Propagating Complementary Multi-Level Aggregation Network for Polyp Segmentation
Objective
Colorectal cancer (CRC) usually begins as a polyp in the intestinal mucosa, and approximately one quarter of untreated polyps can develop into colon cancer.
As the polyps are usually small and the boundaries are low in contrast to their surroundings, polyps can easily be mistaken for wrinkles or other intestinal structures.
Polyp detection using colonoscopy images is a challenging task owing to the ambiguous image context.
Data
Train & Validation: Kvasir (900 images), CVC-ClinicDB (550)
Test: Kvasir (100), CVC-ClinicDB(62), CVC-ColonDB (380), ETIS (196), EndoScene.CVC-300 (60)

CVC-Clinic – https://polyp.grand-challenge.org/site/Polyp/CVCClinicDB/
CVC-Colon – http://www.cvc.uab.es/CVC-Colon/index.php/databases/
ETIS, EndoScene – http://www.cvc.uab.es/CVC-Colon/index.php/databases/cvc-endoscenestill/
Related Work
U-Net and U-Net++ exhibits a distribution discrepancy between the low-level and high-level representations when aggregating multi-level features.
Psi-Net and SFA addressed a joint training strategy using the polyp region and boundary detection tasks.

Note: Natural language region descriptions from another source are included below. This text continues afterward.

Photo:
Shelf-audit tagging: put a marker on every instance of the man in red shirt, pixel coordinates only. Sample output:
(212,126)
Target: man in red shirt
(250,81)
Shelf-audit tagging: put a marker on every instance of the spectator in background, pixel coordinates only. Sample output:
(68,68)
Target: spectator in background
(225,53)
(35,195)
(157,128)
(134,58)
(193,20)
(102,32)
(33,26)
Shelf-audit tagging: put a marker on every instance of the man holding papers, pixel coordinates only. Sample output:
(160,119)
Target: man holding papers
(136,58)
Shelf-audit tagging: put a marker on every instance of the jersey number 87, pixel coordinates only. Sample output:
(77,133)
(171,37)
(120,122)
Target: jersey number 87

PraNet employed a parallel reverse attention method with partial decoders to incorporate the polyp area and boundary features.

UNet++: A Nested U-Net Architecture for Medical Image Segmentation
Psi-Net: Shape and boundary aware joint multi-task deep network for medical image segmentation
SFA: Selective Feature Aggregation Network with Area-Boundary Constraints for Polyp Segmentation
PraNet: Parallel Reverse Attention Network for Polyp Segmentation
Proposed Method
The proposed network, COMMA, is designed to reduce the multi-level distribution discrepancy by propagating both refined levels and explicit boundary information. To proliferate distinct information, we employ multi-decoder structures consisting of CMMs and BPM.
CMM : CMM clarifies the boundary noise in the low-level through the abstracted high-level representation and propagates the refined information to another decoder.
BPM : BPM is designed to propagate the explicit boundary information to the complementary multi-level features by incorporating the lowest- and highest-level representations. The boundary information is propagated to the CMMs in the next decoder to enhance the segmentation performance.